Edouard Philippe’s twitter profile describes him as the ‘Maire du Havre’, using a masculine preposition

Here we can see that his location is Le Havre, and his Twitter handle is Philippe_LH (for Le Havre) but when he comes to describe his job the Le disappears.

Because Le Havre is masculine, he describes himself as the Maire du Havre rather than the Maire de Havre (Anne Hidalgo, for example would describe herself as the Maire de Paris). 

For place names with ‘Le’ in front of them, you should use prepositions like this:

Ja vais au Touquet – I am going to Le Touquet

Je suis au Touquet – I am in Le Touquet 

Je viens du Touquet – I am from Le Touquet 

Je parle du Touquet – I am talking about Le Touquet

Le Traité du Touquet – the Le Touquet Treaty


Some towns carry ‘La’ as part of their name. La Rochelle, the scenic town on the west coast of France known for its great seafood and rugby team, is one such example.

In French ‘à la‘ or ‘de la‘ is allowed, while ‘à le‘ becomes au and ‘de le’ becomes du.

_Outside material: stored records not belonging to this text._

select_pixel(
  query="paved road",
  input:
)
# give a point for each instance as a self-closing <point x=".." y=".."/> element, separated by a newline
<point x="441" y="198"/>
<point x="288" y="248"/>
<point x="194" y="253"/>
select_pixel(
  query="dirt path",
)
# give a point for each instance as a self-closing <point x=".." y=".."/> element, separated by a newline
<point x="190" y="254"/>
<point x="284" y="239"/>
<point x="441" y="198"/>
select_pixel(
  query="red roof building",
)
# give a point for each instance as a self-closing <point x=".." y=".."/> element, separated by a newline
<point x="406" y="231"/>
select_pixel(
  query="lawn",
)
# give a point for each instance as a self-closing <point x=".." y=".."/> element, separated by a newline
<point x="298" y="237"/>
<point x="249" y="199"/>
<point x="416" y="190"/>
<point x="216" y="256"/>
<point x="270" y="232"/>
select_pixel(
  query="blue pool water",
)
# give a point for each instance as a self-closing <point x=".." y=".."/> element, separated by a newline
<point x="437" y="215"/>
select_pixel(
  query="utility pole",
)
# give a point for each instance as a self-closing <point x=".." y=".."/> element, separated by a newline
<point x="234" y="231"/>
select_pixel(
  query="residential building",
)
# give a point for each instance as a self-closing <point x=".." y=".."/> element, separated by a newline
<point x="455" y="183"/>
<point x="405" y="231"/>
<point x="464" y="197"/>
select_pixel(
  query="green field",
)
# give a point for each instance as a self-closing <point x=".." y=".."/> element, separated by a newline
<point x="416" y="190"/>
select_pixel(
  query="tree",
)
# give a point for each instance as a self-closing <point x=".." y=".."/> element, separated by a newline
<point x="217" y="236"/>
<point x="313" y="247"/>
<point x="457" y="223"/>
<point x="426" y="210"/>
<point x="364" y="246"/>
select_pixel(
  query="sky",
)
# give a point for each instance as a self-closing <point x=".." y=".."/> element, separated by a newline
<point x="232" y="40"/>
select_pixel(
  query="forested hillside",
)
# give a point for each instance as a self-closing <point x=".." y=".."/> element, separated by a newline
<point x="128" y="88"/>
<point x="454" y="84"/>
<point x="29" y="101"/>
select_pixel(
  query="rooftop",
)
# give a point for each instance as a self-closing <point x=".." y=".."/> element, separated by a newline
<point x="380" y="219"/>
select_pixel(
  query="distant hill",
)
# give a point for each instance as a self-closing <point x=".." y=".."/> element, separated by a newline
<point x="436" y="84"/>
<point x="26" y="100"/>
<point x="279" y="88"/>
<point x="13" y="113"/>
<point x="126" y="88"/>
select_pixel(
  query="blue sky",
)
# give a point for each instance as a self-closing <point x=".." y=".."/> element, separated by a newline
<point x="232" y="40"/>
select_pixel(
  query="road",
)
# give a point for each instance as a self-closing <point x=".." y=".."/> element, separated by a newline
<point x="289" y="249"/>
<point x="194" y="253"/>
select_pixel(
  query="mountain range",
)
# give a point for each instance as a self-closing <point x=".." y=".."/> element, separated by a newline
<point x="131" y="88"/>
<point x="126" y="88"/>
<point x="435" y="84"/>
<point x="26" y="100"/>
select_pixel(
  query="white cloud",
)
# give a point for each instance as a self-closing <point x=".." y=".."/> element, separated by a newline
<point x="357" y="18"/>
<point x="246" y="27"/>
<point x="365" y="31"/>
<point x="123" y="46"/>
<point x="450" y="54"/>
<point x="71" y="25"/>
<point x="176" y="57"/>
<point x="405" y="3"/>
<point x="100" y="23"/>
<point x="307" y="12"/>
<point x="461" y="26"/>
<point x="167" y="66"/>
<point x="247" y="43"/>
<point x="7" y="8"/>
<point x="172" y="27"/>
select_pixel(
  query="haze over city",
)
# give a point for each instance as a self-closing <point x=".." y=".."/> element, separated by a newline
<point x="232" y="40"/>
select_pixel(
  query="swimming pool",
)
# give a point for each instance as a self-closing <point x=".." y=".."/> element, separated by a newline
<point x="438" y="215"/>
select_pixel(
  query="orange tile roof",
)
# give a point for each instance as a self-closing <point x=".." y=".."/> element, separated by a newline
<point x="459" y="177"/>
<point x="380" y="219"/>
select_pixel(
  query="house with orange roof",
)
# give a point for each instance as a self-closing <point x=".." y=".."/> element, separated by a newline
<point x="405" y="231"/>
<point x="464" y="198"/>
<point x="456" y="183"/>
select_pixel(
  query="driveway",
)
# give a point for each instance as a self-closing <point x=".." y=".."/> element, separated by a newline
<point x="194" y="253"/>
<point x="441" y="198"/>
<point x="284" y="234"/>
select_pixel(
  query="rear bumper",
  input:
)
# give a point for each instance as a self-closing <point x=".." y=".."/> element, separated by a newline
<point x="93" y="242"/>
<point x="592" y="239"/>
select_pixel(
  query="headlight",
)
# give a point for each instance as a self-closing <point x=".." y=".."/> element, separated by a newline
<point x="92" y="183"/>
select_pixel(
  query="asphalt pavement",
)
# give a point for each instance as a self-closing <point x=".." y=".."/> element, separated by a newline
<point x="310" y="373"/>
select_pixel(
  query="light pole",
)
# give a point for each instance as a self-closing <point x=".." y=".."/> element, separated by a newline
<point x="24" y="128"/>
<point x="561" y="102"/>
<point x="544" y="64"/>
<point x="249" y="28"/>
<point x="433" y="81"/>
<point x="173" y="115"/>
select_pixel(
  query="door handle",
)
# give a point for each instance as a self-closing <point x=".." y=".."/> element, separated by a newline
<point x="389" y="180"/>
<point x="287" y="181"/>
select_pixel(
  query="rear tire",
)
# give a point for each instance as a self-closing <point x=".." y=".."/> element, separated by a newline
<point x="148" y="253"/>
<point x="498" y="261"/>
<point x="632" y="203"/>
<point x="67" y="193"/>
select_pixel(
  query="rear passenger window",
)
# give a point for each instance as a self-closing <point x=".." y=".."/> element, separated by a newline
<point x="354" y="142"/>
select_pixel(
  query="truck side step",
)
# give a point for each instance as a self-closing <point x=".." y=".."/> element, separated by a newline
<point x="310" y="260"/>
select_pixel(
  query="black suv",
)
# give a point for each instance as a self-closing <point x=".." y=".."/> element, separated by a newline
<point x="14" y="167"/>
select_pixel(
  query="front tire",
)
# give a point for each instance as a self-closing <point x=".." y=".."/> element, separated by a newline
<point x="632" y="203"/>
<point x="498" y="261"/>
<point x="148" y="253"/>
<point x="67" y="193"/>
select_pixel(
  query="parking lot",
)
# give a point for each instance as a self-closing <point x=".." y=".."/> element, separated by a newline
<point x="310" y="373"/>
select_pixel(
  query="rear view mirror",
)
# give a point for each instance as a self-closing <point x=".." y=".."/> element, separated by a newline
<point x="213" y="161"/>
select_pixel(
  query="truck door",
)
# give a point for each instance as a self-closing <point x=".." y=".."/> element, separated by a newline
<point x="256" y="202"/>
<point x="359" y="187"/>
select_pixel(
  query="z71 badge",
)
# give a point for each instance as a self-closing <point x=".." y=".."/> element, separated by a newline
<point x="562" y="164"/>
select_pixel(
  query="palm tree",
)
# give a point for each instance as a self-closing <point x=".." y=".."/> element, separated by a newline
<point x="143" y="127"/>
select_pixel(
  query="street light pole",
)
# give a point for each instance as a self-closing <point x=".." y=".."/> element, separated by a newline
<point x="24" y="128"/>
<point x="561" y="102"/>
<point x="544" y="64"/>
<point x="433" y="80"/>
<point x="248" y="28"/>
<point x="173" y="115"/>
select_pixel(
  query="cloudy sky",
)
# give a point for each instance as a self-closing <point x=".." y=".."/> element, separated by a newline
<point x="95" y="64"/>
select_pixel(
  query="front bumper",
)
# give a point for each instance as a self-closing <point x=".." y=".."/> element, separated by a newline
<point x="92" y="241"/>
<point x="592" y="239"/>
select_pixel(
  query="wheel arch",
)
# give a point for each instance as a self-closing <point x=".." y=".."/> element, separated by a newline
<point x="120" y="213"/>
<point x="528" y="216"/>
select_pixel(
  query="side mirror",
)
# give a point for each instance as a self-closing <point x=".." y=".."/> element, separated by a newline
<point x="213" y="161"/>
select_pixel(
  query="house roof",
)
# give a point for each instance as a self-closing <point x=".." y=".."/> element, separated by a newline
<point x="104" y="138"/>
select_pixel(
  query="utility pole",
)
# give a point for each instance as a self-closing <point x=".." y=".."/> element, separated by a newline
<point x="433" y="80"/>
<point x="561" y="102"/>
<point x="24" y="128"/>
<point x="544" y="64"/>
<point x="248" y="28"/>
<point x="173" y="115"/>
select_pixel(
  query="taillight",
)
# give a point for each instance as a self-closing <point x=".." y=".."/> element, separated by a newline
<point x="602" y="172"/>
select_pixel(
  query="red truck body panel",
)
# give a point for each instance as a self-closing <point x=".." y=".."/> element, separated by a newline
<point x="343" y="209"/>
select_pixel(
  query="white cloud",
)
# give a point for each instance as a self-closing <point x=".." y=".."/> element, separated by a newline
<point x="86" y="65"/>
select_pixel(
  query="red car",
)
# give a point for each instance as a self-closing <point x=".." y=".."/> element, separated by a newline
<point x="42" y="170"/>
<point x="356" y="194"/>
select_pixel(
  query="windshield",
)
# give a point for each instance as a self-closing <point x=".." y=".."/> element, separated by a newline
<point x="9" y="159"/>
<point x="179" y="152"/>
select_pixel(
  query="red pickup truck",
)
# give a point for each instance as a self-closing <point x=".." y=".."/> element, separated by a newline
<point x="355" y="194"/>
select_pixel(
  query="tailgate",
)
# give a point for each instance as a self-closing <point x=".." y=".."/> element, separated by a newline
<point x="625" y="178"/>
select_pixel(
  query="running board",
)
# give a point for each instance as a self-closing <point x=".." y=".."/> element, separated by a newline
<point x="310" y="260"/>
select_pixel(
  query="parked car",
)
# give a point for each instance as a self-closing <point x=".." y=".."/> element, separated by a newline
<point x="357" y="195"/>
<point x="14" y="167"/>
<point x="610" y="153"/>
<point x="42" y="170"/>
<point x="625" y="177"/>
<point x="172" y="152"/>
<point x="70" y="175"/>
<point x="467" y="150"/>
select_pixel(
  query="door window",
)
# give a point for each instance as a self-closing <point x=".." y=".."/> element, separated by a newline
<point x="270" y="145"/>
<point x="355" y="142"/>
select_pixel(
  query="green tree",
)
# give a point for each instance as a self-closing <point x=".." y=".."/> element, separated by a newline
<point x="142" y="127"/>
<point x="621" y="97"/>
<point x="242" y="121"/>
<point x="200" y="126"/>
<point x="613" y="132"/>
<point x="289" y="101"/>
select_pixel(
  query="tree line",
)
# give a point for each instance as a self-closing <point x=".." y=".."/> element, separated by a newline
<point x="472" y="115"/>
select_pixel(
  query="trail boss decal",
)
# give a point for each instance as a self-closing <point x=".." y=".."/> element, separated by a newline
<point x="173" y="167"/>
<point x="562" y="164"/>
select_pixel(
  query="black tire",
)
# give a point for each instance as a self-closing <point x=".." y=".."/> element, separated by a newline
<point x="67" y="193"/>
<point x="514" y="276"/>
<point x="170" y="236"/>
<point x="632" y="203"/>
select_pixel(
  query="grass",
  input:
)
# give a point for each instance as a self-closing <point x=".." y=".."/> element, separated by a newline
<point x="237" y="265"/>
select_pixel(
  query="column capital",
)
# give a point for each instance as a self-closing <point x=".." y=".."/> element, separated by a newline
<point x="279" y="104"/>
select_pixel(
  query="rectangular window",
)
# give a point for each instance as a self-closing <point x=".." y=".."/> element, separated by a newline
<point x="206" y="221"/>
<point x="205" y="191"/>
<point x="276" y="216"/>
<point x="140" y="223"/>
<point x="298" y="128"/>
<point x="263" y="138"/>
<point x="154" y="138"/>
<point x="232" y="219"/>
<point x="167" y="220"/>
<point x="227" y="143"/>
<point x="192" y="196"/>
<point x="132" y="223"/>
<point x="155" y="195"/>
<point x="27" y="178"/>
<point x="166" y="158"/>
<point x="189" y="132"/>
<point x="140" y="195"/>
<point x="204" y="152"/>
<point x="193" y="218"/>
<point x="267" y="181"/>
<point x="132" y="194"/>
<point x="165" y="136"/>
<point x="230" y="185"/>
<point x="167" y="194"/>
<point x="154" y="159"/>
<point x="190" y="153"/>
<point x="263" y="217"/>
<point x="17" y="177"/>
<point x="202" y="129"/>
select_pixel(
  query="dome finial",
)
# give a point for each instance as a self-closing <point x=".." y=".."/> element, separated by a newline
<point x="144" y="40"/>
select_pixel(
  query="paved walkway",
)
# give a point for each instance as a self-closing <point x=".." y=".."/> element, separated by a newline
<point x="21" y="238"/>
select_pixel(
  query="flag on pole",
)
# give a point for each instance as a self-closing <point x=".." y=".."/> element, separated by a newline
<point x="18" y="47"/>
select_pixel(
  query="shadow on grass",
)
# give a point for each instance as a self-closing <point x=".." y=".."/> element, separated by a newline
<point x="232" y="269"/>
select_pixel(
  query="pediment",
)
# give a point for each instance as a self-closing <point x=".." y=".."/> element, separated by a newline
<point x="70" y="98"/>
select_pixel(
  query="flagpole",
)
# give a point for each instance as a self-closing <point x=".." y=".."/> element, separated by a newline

So for ‘feminine’ towns such as this, you should use the following prepositions:

Je vais à La Rochelle – I am going to La Rochelle

Je viens de La Rochelle – I am coming from La Rochelle 


And some places have ‘Les’ in front of their name, like Les Lilas, a commune in the suburbs of Paris. The name of this commune literally translates as ‘The Lilacs’ and was made famous by Serge Gainsbourg’s song Le Poinçonneur des Lilas, about a ticket puncher at the Metro station there. 

When talking about a place with ‘Les’ as part of the name, you must use a plural preposition like so:

Je suis le poinçonneur des Lilas – I am the ticket puncher of Lilas 

Je vais aux Lilas – I am going to Les Lilas

Il est né aux Lilas – He was born in Les Lilas  


Islands follow more complicated rules. 

If you are talking about going to one island in particular, you would use à or en. This has nothing to do with gender and is entirely randomised. For example:

Je vais à La Réunion – I am going to La Réunion 

Je vais en Corse – I am going to Corsica 

Generally speaking, when talking about one of the en islands, you would use the following structure to suggest movement from the place: 

Je viens de Corse – I am coming from Corsica 

For the à Islands, you would say:

Je viens de La Réunion – I am coming from La Réunion 

When talking about territories composed of multiple islands, you should use aux.

Je vais aux Maldives – I am going to the Maldives. 

No preposition needed 

There are some phrases in French which don’t require any a preposition at all. This doesn’t change when dealing with ‘Le’ places, such as Le Mans – which is famous for its car-racing track and Motorcycle Grand Prix. Phrases that don’t need a preposition include: 

Je visite Le Mans – I am visiting Le Mans

J’aime Le Mans – I like Le Mans

But for a preposition phrase, the town becomes simply Mans, as in Je vais au Mans.